On an Idea Whose Time Is Long Overdue
June 28, 2018
It is becoming increasingly clear that the major studios have effectively given up on physical media. Oh, there continue to be new releases every week, but more and more, these are films that have played in theaters recently or re-releases of catalog films because some important anniversary has arrived, i.e. the fortieth anniversary of Close Encounters of the Third Kind. Catalog films had mostly been relegated to MOD discs or licensed to smaller, independent companies, many of which release limited pressings that are promptly declared out of print. Those catalog films deemed to have continued popularity and sales potential are being updated to 4K Ultra HD, a format that I have yet to buy into. After all, just how many copies of the same film should people be expected to buy?
Years ago, the now-defunct web site DVD Journal put up a list of movies that had yet to be released on DVD. The list is still up, and for fun, I went to Amazon and looked up a few of the titles on the list: Belles of St. Trinians, Celine and Julie Go Boating, John Huston’s The Dead, and Eight Iron Men. The first appears to only be available in Region 2; the second is available as part of a box set in Region 1, but sold separately in Region 2; the third is on DVD in both regions, and the fourth is available as a DVD-R in Region 1 and as a standard DVD in Region 2. However, it only has German subtitles, rendering it unwatchable for far too many people. I further check on a Glenn Ford film called Fate Is a Hunter, and discovered that while it had been released in the U.S., both the DVD and the Blu-ray, of which only 3,000 copies were printed, are out of print. Those outside are U.S. are in luck, though, for the film was released on DVD in Spain. Alas, the film is only subtitled in Castilian and is PAL. I should also mention that none of these films are available in Taiwan.
So, just what is a film fanatic to do is you want to watch all of these films. Well, presently you have to have two Blu-ray players – one from the U.S. and one from the U.K. (and this would still not enable you to view releases from India, China, and Russia, which are all part of Zone C) – or an all-region Blu-ray player, and these require you to essentially hack into the system and input a code to bypass the player’s pre-selected settings. Such players are already available on Amazon, started at around $150. Such players, I suspect, are likely to remain the possessions of passionate film collectors, however, for the majority of people may not feel to need to go beyond the films already available in their home countries.
Now, the reasoning behind television display systems, region coding, and Blu-ray zones is not hard to explain. There has also been piracy of intellectual property across oceans. One of the earliest and most glaring examples of this was Thomas Edison’s actions concerning Georges Melies’s groundbreaking 1902 short Le Voyage Dans la Lun. In addition, there were different laws regarding copyrights and distribution rights that got in the way of one country’s release of a film being available in another country, not to mention strict rules in some countries over where a film’s subtitles or dubbing had to be completed for it to be eligible for release.
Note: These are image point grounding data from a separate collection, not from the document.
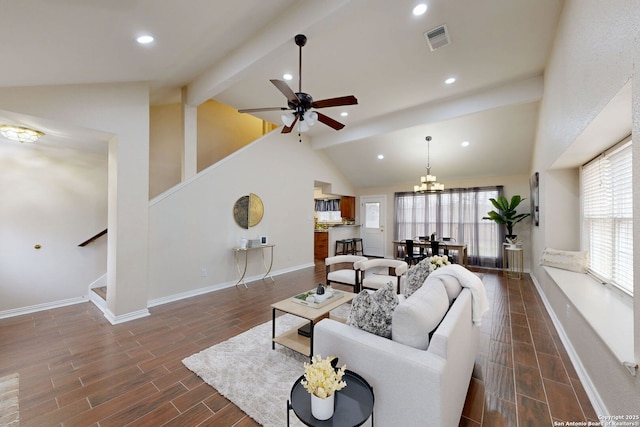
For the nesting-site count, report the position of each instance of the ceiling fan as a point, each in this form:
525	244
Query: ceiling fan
301	103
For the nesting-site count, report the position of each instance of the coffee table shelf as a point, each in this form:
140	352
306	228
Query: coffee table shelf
292	339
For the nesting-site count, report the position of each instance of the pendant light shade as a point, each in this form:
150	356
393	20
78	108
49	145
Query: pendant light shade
428	183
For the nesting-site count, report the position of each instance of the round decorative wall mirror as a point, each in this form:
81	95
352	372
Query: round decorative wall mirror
248	211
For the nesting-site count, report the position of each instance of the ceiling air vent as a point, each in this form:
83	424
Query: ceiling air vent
437	37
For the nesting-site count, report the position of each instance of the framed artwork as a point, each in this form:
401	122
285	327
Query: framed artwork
534	183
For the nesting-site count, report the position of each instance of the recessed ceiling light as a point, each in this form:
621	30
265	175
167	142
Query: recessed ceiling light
146	39
420	9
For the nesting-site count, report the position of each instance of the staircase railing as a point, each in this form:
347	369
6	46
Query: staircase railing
91	239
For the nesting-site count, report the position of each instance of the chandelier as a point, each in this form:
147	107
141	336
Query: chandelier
428	182
19	133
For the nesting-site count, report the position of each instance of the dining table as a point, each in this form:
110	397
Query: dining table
460	248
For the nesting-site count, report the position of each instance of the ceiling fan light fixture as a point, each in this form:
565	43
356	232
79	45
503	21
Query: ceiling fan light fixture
20	134
303	126
288	119
310	117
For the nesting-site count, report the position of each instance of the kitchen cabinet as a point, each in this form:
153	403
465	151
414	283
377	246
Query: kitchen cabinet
321	244
348	207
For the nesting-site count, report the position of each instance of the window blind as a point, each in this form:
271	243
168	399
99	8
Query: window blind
456	213
607	216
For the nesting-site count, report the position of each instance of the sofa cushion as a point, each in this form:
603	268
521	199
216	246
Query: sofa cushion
418	315
373	311
342	276
416	276
450	283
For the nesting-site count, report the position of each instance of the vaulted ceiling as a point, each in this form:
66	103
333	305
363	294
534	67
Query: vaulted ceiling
373	49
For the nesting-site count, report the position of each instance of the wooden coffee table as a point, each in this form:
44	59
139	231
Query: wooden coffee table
292	339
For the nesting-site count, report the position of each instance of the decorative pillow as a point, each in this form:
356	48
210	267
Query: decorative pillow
373	311
416	276
419	315
567	260
451	285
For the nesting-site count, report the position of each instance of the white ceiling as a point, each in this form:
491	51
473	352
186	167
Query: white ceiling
373	49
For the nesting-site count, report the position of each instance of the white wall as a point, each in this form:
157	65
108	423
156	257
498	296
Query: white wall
55	198
596	52
192	226
121	113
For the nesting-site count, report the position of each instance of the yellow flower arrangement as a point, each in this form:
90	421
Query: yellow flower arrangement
321	378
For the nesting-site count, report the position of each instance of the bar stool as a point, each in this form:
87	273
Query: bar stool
348	247
357	246
341	251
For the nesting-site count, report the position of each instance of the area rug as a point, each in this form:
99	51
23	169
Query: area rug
249	373
9	409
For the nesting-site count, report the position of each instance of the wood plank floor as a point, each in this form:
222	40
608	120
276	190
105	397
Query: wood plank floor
76	369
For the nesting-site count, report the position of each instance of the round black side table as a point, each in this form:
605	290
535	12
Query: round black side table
354	403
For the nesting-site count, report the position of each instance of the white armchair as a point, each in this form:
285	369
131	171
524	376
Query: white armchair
345	276
379	271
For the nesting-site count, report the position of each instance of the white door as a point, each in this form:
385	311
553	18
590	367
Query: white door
372	214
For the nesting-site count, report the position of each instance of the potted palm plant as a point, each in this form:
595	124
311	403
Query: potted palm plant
506	214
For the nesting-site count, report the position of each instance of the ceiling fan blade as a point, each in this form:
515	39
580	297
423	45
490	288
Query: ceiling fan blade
286	90
255	110
329	121
288	129
334	102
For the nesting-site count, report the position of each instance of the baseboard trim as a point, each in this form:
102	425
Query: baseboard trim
41	307
594	397
114	320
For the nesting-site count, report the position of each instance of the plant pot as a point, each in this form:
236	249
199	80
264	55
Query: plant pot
322	409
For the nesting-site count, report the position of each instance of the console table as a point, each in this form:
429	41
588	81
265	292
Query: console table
513	260
353	404
242	271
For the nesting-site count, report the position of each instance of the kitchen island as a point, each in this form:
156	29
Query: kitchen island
325	239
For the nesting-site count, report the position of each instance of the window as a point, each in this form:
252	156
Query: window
607	202
455	213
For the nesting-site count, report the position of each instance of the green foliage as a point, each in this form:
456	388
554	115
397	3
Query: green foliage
506	212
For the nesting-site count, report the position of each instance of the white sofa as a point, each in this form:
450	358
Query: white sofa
412	387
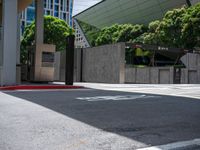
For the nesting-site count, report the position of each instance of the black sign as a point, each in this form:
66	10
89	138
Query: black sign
48	57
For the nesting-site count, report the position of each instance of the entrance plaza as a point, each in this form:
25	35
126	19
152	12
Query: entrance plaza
95	116
101	117
10	10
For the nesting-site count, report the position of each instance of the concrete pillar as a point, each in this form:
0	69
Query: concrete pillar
8	75
39	36
18	39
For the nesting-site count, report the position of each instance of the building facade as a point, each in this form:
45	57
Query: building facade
58	8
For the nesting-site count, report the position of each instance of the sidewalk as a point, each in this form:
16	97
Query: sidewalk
182	90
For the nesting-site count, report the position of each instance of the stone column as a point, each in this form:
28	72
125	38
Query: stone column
39	36
8	75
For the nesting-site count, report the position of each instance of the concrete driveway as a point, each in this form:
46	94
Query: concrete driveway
89	119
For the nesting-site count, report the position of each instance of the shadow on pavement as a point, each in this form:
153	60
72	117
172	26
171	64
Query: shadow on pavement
153	120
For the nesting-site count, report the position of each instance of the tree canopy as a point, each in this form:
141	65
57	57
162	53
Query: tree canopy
55	32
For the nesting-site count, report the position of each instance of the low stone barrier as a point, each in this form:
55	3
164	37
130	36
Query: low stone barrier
150	75
190	76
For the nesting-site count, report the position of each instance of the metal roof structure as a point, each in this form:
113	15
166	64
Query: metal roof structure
109	12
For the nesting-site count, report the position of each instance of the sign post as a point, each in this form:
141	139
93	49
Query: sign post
69	66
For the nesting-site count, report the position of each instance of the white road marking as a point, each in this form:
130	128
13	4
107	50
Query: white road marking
174	145
115	98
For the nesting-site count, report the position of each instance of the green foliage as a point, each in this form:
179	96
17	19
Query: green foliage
55	32
179	28
91	32
191	27
119	33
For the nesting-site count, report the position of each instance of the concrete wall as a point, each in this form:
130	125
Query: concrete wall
105	64
60	60
8	76
190	76
150	75
191	61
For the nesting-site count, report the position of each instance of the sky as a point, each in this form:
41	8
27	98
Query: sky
80	5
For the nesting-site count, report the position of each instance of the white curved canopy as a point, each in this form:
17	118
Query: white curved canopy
109	12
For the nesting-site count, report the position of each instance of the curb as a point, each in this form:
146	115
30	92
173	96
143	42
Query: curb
39	87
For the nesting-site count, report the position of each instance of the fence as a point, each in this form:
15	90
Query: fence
106	64
150	75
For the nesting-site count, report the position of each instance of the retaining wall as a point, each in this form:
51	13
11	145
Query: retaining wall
190	76
149	75
105	64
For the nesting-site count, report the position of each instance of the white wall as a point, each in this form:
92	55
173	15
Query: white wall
8	75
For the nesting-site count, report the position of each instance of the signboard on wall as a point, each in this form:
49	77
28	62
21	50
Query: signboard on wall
47	59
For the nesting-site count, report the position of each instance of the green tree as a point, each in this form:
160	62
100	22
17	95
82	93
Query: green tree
119	33
55	32
191	27
170	28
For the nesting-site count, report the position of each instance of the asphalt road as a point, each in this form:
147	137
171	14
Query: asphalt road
95	120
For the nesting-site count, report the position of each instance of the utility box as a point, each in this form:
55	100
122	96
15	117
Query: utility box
41	63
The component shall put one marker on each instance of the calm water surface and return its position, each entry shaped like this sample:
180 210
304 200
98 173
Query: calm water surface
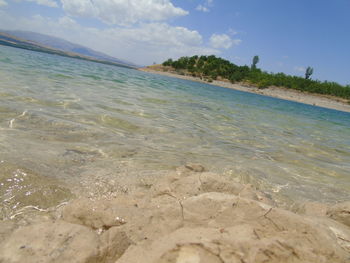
66 122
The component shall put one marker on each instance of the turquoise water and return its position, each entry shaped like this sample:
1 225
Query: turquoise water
70 120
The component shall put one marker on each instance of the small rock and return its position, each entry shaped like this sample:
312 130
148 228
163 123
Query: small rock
51 242
340 212
312 209
96 215
195 167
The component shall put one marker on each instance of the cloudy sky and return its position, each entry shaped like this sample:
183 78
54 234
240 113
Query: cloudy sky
288 35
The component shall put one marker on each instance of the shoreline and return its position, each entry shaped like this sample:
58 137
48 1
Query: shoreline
319 100
185 215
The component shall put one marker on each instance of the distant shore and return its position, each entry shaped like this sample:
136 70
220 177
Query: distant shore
325 101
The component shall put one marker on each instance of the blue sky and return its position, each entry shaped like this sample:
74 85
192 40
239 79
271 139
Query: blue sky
288 35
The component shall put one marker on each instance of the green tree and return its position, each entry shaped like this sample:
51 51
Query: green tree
309 72
255 61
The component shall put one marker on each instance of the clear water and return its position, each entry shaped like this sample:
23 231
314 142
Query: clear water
65 122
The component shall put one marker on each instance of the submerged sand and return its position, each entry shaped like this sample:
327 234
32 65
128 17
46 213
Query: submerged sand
324 101
188 215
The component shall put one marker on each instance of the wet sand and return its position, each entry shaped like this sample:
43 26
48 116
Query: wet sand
324 101
188 215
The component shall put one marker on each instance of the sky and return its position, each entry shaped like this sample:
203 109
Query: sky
287 35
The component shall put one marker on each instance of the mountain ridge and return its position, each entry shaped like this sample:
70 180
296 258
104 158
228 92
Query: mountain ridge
59 44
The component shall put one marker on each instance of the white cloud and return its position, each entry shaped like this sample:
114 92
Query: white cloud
300 69
3 3
223 41
143 44
202 8
205 6
123 12
49 3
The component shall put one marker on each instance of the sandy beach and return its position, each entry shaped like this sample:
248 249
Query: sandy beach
188 215
324 101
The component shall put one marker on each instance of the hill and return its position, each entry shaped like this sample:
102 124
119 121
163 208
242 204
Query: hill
57 46
212 68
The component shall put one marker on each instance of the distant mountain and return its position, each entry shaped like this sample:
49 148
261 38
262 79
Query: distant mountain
64 45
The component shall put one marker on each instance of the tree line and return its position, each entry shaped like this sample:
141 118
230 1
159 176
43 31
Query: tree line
211 68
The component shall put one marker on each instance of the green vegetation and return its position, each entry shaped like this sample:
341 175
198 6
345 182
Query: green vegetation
211 68
255 61
309 72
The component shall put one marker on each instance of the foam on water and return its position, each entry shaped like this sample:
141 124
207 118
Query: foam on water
63 118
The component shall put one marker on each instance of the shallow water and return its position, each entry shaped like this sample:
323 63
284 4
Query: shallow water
72 121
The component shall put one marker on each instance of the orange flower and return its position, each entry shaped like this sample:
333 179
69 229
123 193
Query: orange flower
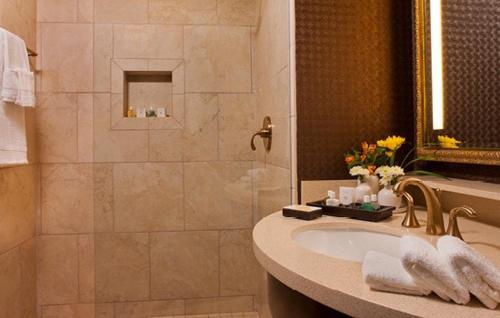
372 148
349 159
372 169
364 146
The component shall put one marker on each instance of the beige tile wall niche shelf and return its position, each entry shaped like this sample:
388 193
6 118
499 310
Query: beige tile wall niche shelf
147 83
145 89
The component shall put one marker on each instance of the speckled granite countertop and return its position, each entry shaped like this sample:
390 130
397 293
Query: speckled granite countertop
339 284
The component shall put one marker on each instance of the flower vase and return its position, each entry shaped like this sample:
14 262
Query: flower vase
361 190
387 197
374 183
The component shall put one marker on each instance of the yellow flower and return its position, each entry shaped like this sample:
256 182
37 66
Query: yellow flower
448 142
392 143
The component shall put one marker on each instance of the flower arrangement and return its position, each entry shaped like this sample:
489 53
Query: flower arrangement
381 159
390 145
359 171
448 142
389 175
369 157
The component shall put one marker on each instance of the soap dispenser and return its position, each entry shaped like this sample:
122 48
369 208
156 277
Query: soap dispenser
332 201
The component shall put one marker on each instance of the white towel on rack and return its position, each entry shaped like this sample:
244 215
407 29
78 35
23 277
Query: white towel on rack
427 266
17 84
478 274
386 273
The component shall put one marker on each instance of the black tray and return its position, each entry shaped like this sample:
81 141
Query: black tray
353 211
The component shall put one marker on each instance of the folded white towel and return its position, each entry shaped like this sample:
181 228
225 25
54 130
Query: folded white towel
386 273
480 276
17 84
429 268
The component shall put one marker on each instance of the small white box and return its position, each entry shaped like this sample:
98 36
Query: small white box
346 195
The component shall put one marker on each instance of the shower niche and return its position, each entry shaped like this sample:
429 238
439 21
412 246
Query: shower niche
148 91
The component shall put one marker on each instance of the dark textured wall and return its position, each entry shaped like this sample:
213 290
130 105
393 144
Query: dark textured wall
354 79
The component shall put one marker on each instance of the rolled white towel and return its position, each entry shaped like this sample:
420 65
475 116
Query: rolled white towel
429 269
478 274
386 273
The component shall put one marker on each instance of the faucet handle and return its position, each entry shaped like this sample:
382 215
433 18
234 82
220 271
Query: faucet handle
410 219
464 210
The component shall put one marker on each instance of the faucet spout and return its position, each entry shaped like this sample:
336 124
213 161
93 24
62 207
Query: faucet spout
435 223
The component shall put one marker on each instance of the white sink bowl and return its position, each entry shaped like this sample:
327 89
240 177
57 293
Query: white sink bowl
347 243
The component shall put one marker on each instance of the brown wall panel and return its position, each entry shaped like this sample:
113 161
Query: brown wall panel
354 79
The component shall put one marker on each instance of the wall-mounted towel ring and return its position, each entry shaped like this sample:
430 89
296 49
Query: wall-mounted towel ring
266 133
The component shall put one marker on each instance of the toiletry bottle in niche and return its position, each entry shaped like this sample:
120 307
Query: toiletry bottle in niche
161 112
151 112
141 113
131 112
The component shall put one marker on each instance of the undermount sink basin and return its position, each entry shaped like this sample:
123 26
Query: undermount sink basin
348 243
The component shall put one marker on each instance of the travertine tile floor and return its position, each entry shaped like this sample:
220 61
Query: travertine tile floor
222 315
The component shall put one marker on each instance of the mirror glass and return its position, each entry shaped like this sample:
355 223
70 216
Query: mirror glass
462 73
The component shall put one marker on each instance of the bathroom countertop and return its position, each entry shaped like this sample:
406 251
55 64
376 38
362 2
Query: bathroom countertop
339 284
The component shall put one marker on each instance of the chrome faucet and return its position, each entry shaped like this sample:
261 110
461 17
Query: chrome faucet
435 223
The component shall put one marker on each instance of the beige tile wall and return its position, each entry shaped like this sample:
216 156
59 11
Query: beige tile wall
19 193
147 217
272 83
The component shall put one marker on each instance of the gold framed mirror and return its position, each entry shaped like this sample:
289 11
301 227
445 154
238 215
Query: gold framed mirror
457 89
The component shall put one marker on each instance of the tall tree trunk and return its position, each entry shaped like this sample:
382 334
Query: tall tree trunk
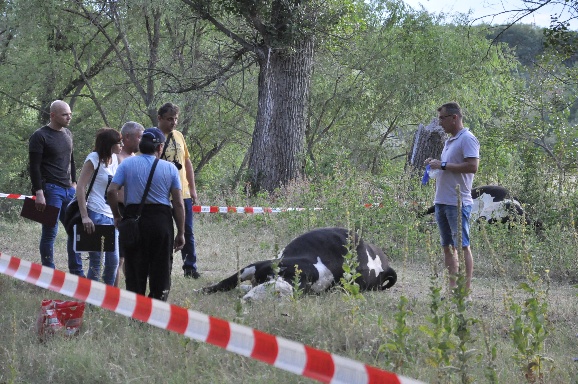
279 136
427 142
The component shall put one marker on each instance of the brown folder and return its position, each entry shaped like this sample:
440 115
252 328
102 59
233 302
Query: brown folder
48 217
102 239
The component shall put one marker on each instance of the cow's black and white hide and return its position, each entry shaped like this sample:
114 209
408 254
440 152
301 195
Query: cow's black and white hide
494 204
319 256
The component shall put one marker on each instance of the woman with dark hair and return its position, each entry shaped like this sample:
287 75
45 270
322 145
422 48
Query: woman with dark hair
103 160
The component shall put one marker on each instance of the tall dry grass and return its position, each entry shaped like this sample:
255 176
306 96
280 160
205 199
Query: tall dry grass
113 349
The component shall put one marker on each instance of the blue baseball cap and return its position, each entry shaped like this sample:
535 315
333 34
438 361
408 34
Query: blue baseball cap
153 134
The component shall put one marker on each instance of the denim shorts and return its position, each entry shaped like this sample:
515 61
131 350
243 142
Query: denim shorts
447 219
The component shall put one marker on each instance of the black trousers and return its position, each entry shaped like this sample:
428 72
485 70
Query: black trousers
153 258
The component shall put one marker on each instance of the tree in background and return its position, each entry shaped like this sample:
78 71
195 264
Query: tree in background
281 36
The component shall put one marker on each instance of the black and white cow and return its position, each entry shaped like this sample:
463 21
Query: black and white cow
319 256
494 204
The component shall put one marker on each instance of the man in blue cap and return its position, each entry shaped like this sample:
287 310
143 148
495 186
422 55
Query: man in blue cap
152 258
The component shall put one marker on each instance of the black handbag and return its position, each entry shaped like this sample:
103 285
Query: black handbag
72 212
128 231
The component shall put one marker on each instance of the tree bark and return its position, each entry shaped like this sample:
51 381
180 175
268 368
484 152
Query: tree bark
276 152
427 142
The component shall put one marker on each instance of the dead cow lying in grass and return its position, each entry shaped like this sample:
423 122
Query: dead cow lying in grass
318 258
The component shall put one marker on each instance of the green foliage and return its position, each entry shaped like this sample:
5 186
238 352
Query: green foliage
400 348
350 271
297 290
530 330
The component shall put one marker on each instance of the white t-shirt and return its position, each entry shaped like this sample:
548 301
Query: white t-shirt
96 199
456 149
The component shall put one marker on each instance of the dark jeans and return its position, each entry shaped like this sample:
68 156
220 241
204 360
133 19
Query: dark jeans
153 258
59 197
188 252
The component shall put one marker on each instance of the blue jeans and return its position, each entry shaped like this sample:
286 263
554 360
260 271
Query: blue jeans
110 258
447 219
188 252
59 197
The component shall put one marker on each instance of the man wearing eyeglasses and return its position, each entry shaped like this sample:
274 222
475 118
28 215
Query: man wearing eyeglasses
459 162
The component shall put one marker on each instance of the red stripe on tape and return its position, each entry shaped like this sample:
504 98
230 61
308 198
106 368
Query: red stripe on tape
179 320
57 281
266 348
13 266
34 274
83 289
319 365
143 308
219 332
377 376
111 298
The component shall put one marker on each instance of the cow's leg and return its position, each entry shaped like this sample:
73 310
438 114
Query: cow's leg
256 272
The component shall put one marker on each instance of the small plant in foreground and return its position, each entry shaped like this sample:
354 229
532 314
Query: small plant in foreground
297 290
529 330
350 273
441 344
398 349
The result of this is a scattered world, where films can be available in one market but not in another, subtitled in one language only, or released in a subpar form because those releasing it view its market as being extremely limited. But what if the market for any release was suddenly global? What if there was an incentive to create subtitles in a variety of languages? What if people in Australia, a country that once sued because so few movies were being released on DVD there, instantly found the world’s cinema open to them on a massive scale? This is possible if we simply do one of two things: make all physical media region and zone free, or eliminate region and zone locks on players altogether.
Such a move would open up a world of possibilities. Companies would now have an incentive to make subtitles for different countries because their product could suddenly be seen by everyone. Hundreds of lesser-known movies would have a real possibility of additional sales, and film historians would suddenly put out lists of movies from foreign countries that were deserving of both an expanded audience, as well as subtitles. Audiences would then have their choice of any company’s release of a particular film, and they would be able to choose which one they purchased based on the quality and cost of the release, not on their ability to play it in their current player.
I do not pretend that this would bring back the video stores of yesteryear, yet it would provide an immediate boost in sales and excitement, similar to that experienced by film aficionados back in the early days of DVDs, when it appeared the world was suddenly their oyster. We need that.
Years ago I went to Tower Records in Tokyo in search of some of Juzo Itami’s films. A number of them had been released on VHS, but for some reason, none had found their way to DVD. Fortunately, the one I was looking for, Minbo: The Art of Japanese Extortion, was available with English subtitles (it is still unavailable in the US), but many of his other films were not. Sadly, this is not an isolated incident. Here is Taiwan hundreds of films, including the majority of classic Taiwanese films, exist without subtitles that would expand the films beyond the Chinese and Taiwanese markets. In some cases, international companies have tried to rectify this, creating exciting releases of films by such acclaimed directors as Hsiao-hsien Hou and Mikio Naruse. Alas, too many of these have been cursed with region codes and locks. It’s no wonder many of them have gone out of print.
Fortunately, we can change this. In truth, we should have done so a long time ago.